Upon completion of their high school qualification, Vuyo and Andile eventually left Swaziland for the relative safety of the other front line states. It was at that point in time where Vuyo formally joined the MK. Having undergone full military training, he also underwent intense training as an intelligence officer in Angola. Following the unbanning of the liberation movement in1990, the family returned to South Africa.
During the transition to democracy, Vuyo served as the bodyguard to Rocky Malebane, the officer from the Baphuthatswana homeland, who had sought to overthrow the Bantustan government of Chief Lucas Mangope in an abortive military coup . After 1994, he served as an officer in the newly reconstructed intelligence service of the Republic, the National Intelligence Agency (NIA) and he was based at the head office in Tshwane.

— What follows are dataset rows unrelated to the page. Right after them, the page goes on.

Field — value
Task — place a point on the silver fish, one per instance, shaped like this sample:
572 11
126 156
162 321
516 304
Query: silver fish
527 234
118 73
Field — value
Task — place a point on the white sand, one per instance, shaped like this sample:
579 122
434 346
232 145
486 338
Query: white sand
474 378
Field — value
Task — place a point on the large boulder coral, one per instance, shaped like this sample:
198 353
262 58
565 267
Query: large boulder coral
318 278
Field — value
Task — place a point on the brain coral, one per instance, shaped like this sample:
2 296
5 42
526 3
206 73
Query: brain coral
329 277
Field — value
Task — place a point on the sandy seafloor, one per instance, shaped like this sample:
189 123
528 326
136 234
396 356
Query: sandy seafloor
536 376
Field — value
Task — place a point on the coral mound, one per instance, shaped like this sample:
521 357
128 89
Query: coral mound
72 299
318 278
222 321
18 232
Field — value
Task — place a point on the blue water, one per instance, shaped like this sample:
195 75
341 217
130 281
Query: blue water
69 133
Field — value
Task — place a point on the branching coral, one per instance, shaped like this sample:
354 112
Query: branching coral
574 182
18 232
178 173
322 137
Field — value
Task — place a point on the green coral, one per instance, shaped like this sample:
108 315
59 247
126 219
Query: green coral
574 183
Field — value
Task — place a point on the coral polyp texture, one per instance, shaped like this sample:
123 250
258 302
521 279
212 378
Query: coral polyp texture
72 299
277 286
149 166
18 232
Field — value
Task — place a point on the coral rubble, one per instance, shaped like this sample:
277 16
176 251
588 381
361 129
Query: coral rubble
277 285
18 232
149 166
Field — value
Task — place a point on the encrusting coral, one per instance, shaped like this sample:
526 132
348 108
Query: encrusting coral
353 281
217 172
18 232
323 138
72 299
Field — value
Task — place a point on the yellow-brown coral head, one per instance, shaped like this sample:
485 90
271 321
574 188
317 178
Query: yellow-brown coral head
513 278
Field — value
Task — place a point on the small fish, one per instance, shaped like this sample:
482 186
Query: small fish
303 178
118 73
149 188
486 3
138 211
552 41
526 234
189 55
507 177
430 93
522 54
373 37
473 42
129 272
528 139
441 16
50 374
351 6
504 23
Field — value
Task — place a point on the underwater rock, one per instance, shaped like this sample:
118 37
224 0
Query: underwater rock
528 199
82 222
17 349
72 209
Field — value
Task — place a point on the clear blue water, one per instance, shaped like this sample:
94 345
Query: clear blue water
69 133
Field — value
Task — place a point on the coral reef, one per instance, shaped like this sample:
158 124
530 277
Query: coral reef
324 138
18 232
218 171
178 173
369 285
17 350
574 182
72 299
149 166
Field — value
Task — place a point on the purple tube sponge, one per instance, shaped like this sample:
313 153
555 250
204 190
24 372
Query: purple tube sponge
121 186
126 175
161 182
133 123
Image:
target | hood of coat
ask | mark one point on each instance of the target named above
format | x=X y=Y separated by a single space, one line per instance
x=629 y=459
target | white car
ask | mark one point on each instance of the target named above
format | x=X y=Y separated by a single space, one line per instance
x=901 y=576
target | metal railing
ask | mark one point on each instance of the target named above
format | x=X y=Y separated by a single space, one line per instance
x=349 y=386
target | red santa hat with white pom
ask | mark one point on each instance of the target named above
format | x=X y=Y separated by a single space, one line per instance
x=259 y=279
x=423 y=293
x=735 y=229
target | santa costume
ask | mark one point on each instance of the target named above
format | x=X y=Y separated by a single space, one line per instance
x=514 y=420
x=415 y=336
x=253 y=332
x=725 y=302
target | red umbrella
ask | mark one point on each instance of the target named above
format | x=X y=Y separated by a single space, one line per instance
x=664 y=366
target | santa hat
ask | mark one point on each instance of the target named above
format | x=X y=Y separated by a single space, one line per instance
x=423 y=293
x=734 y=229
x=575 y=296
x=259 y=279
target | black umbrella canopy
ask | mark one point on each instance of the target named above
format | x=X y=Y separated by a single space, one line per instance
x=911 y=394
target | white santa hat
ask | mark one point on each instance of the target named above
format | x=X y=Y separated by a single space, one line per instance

Vuyo is survived by his wife Nonyameko, their six children, his mother Ticksie, his brother Andile and his sister Phola. His death and that of millions across the globe, rich and poor, powerful and downtrodden, has brought into sharp focus the fragility of life. Despite ground-breaking advances in medicine, science and technology, our collective and shared human fragility has been laid bare for all to see.
Rest in peace, my brother and comrade. Sesiyobonana kwelizayo.